Kaspersky will move a "good part" of its infrastructure out of Russia to Switzerland in a bid to repair the damage caused by its tussle with the US government.
The vendor fell out with the US last year, when all government agencies were ordered to remove Kaspersky software.
The US government had expressed concerns over possible links between Kaspersky and Russian intelligence, which Kaspersky has always denied.
The UK government took a less hardline approach, but still warned that government agencies should not use Kaspersky products if they are processing "secret" data.
Kaspersky has now taken steps to mitigate the damage caused by these events by announcing plans to move a number of "core processes" out of Russia and to Zurich.
These processes include the storing of customer data and software assembly.
CEO Eugene Kaspersky said: "In a rapidly changing industry such as ours we have to adapt to the evolving needs of our clients, stakeholders and partners.
"Transparency is one such need, and that is why we've decided to redesign our infrastructure and move our data processing facilities to Switzerland.
"We believe such action will become a global trend for cybersecurity, and that a policy of trust will catch on across the industry as a key basic requirement."
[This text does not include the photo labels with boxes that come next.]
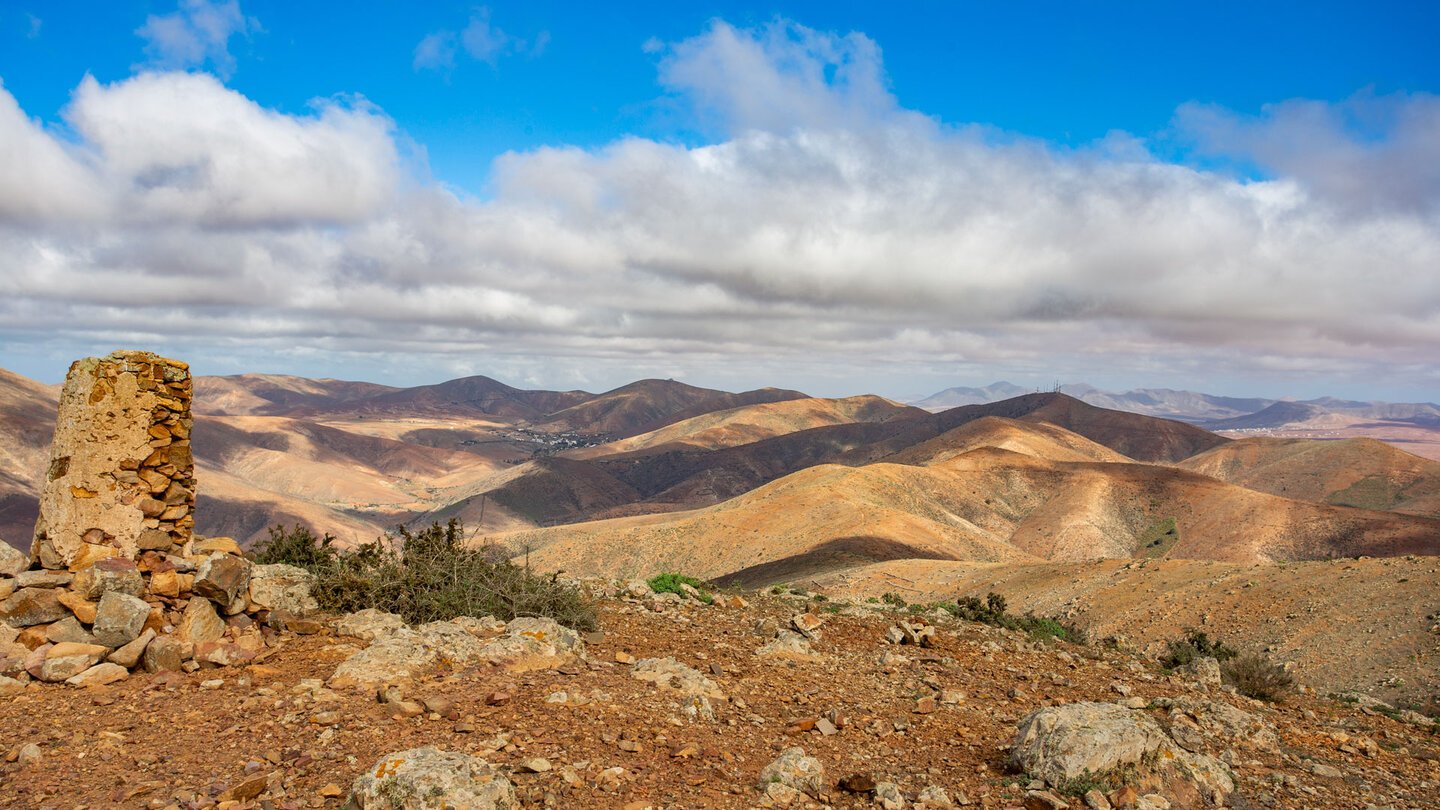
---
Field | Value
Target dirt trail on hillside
[804,556,1440,702]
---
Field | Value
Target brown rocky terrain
[504,435,1440,584]
[0,585,1440,810]
[812,556,1440,703]
[0,352,1440,810]
[564,396,913,458]
[1176,438,1440,517]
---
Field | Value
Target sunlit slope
[817,556,1440,703]
[566,395,917,458]
[1176,438,1440,517]
[504,447,1440,581]
[540,379,805,438]
[494,464,1031,577]
[886,417,1133,466]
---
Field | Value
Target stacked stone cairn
[0,352,318,686]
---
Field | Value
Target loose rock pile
[0,352,318,693]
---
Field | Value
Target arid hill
[194,375,397,417]
[1176,438,1440,517]
[492,432,1440,585]
[539,379,805,438]
[886,417,1133,466]
[812,556,1440,703]
[564,396,914,458]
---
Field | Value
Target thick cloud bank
[0,23,1440,385]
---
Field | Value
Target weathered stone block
[32,352,193,569]
[65,663,130,687]
[194,553,251,613]
[0,540,30,577]
[60,591,99,624]
[0,588,71,627]
[45,615,95,644]
[66,542,125,571]
[14,568,75,588]
[71,556,145,601]
[176,597,225,641]
[105,628,156,669]
[94,591,150,650]
[348,747,518,810]
[141,636,184,672]
[30,643,109,683]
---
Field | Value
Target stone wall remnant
[0,352,317,683]
[30,352,196,571]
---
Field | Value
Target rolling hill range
[504,419,1440,585]
[812,556,1440,703]
[1176,438,1440,517]
[8,360,1440,582]
[913,382,1440,461]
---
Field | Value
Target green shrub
[255,523,337,571]
[1161,627,1238,669]
[1220,653,1295,703]
[256,519,596,630]
[645,574,714,605]
[945,591,1089,644]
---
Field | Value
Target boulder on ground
[755,630,816,660]
[194,641,255,667]
[30,643,109,683]
[71,556,145,602]
[1171,698,1280,752]
[1175,656,1221,686]
[65,662,130,687]
[105,627,157,669]
[336,608,408,641]
[92,591,150,650]
[144,636,184,672]
[347,745,520,810]
[330,637,438,687]
[45,615,95,644]
[176,597,225,641]
[1011,703,1234,806]
[192,552,252,615]
[505,615,585,659]
[14,568,75,588]
[251,564,320,615]
[0,540,30,577]
[631,659,724,698]
[415,621,485,666]
[0,588,71,627]
[759,748,829,798]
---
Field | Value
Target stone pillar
[30,352,194,571]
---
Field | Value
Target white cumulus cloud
[0,20,1440,389]
[135,0,259,76]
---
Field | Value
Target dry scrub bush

On its website Kaspersky said it has selected Switzerland because it "has maintained its policy of neutrality for two centuries", and also because of its data protection legislation.
The Switzerland base is part of Kaspersky's Global Transparency Initiative, which will see the vendor open up the source code of its products for third-party analysis and audits.
A third-party organisation will also be "assessing the trustworthiness" of the Zurich facility once it is up and running.
By the end of 2019 the datacentre will hold all of the information of Kaspersky's customers from Europe, North America, Singapore, Australia, Japan and South Korea. The data of customers from other countries will be moved there over time.